Israel anunciou a reabertura da passagem de Rafah, na fronteira entre a Faixa de Gaza e o Egito, nesta segunda-feira (02/02). No dia anterior, um bombardeio israelense na mesma região matou 27 pessoas – a maior ofensiva de Israel em Gaza desde o início do suposto “cessar-fogo”.
O Hospital Shifa informou que, entre as vítimas do bombardeio, estão uma mãe, um parente e três crianças; o Hospital Nasser também acrescenta que uma tenda pegou fogo por conta do ataque, e o incêndio subsequente matou um pai, seus três filhos, e três netos. Um total de sete vítimas.
Dois anos atrás, já em meio à guerra contra o Hamas, Israel havia tomado controle da passagem de Rafah. Com a reabertura, o trânsito de pessoas (apenas a pé) e de ambulâncias entre os territórios conectados pela passagem volta a ser permitido.
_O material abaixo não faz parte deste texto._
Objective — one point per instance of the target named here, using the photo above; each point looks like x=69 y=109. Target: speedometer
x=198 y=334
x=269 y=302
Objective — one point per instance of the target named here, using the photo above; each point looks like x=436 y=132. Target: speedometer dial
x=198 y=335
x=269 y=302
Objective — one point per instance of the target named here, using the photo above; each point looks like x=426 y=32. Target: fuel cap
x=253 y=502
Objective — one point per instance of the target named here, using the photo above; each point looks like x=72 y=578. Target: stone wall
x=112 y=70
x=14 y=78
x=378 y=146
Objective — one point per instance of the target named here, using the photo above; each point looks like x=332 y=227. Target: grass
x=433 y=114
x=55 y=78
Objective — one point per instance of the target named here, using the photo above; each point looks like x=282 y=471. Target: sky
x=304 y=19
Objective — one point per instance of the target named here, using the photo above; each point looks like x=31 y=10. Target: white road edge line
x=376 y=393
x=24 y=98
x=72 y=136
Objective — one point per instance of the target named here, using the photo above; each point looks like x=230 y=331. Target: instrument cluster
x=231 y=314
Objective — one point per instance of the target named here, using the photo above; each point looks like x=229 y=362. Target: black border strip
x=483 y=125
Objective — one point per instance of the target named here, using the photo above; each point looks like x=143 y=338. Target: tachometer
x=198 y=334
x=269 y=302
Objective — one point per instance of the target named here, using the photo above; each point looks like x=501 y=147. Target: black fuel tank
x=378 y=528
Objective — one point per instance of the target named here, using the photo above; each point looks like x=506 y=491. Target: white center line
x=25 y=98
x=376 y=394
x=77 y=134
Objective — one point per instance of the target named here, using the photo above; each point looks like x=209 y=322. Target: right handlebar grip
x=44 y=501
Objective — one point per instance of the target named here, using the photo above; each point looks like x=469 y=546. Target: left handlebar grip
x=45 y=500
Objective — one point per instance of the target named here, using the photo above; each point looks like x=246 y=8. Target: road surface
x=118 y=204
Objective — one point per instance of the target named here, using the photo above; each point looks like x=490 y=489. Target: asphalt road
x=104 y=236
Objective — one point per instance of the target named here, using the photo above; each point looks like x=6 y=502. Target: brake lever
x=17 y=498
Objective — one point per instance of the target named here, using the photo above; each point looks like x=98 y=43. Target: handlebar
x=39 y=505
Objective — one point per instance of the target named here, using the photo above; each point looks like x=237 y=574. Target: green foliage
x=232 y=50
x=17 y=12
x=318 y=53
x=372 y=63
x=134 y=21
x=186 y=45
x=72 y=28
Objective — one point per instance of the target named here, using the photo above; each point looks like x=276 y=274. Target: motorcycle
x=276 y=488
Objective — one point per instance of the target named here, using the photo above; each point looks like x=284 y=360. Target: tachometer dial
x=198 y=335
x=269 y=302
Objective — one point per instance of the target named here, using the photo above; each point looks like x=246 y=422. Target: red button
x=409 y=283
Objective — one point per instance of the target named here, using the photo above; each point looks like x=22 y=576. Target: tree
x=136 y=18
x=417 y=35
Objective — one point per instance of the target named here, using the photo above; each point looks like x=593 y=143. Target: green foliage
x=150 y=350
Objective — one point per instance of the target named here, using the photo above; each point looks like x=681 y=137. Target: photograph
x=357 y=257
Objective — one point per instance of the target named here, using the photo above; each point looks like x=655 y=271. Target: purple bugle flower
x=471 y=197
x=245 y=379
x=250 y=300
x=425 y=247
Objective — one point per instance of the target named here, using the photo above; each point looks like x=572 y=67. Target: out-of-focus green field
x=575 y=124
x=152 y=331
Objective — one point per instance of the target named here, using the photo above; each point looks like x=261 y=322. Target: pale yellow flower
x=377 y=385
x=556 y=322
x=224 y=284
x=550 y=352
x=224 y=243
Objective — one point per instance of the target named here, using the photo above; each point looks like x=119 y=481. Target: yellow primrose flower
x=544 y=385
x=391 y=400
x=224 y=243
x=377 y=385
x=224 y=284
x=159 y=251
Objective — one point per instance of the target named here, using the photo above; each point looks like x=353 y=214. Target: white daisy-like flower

De acordo com ONGs que fiscalizam a região, cerca de 20 mil cidadãos palestinos aguardavam a reabertura da passagem para buscar atendimento médico fora de Gaza.
Mesmo assim, a passagem não é totalmente livre; Israel vai exigir verificações de segurança para todos os palestinos que entrarem e saírem dos territórios conectados.
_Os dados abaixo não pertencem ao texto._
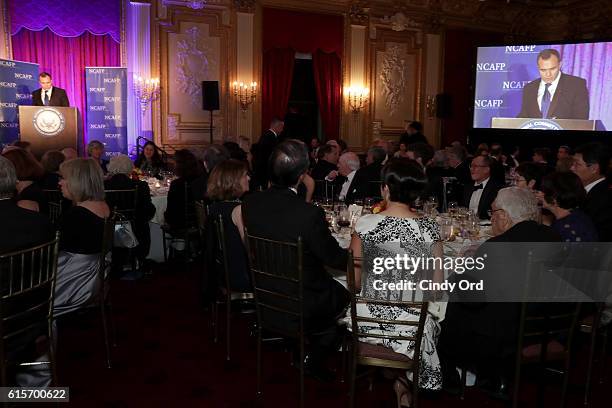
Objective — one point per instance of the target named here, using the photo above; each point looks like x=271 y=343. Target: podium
x=48 y=127
x=546 y=124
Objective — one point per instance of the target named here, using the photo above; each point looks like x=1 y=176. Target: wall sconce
x=245 y=93
x=430 y=106
x=357 y=97
x=146 y=90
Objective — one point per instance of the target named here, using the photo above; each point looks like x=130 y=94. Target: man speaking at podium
x=47 y=94
x=555 y=95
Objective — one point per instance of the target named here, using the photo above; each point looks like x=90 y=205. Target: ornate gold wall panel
x=195 y=47
x=395 y=79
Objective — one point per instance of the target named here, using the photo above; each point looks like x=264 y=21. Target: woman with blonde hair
x=227 y=183
x=82 y=231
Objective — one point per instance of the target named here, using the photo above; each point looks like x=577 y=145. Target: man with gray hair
x=367 y=179
x=483 y=334
x=21 y=228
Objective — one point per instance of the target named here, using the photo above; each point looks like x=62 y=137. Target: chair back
x=108 y=240
x=414 y=327
x=325 y=190
x=542 y=323
x=55 y=212
x=124 y=202
x=191 y=212
x=221 y=255
x=27 y=284
x=201 y=212
x=276 y=272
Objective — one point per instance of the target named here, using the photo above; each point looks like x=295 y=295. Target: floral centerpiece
x=378 y=207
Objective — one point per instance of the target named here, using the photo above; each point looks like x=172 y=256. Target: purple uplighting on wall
x=67 y=18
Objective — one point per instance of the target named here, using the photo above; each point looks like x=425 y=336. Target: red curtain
x=328 y=81
x=276 y=83
x=304 y=32
x=65 y=58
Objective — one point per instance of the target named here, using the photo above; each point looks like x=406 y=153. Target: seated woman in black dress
x=51 y=161
x=190 y=175
x=120 y=167
x=562 y=194
x=228 y=181
x=150 y=161
x=29 y=194
x=82 y=230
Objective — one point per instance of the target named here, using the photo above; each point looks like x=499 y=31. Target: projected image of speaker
x=210 y=95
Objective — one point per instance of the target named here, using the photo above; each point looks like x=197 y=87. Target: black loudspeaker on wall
x=210 y=95
x=443 y=106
A reabertura da passagem de Rafah foi um dos alicerces do acordo de paz proposto pelo presidente dos Estados Unidos, Donald Trump, durante suas negociações com Israel e o grupo Hamas.
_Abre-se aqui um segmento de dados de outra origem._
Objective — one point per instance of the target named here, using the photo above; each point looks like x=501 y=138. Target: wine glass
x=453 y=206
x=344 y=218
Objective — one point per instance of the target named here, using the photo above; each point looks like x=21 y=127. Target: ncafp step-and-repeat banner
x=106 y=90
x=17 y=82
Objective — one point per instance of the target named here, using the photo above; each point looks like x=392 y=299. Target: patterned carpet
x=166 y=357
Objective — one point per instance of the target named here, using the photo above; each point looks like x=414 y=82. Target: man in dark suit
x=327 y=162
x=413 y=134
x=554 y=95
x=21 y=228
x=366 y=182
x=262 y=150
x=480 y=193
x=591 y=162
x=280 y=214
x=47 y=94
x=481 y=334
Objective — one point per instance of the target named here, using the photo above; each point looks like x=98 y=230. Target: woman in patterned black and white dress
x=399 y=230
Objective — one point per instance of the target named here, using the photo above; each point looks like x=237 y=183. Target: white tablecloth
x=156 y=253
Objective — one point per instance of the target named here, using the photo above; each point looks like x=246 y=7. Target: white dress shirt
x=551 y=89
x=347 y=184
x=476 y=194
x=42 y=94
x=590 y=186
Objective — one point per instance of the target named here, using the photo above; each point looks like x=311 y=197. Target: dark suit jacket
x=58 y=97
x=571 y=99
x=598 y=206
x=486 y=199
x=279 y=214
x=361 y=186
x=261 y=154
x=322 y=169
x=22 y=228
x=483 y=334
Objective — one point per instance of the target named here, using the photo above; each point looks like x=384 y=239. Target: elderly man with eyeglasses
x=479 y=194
De acordo com apurações do Al Jazeera e do Gabinete de Imprensa do Governo em Gaza, desde a declaração do “cessar-fogo” entre Israel e Hamas no dia 10 de outubro de 2025, Israel violou o acordo ao menos 1.450 vezes até o dia 31 de janeiro de 2026.
Foram 487 as ocasiões em que civis foram baleados ou alvejados em ataques das tropas israelenses. As forças de Israel também bombardearam Gaza 679 vezes, realizaram incursões em locais além da “linha amarela” 71 vezes, e também detiveram 50 palestinos em Gaza.
Mesmo com a reabertura da passagem de Rafah, Israel continua mantendo a proibição da entrada e circulação de jornalistas estrangeiros em Gaza; a determinação perdura desde o início da guerra.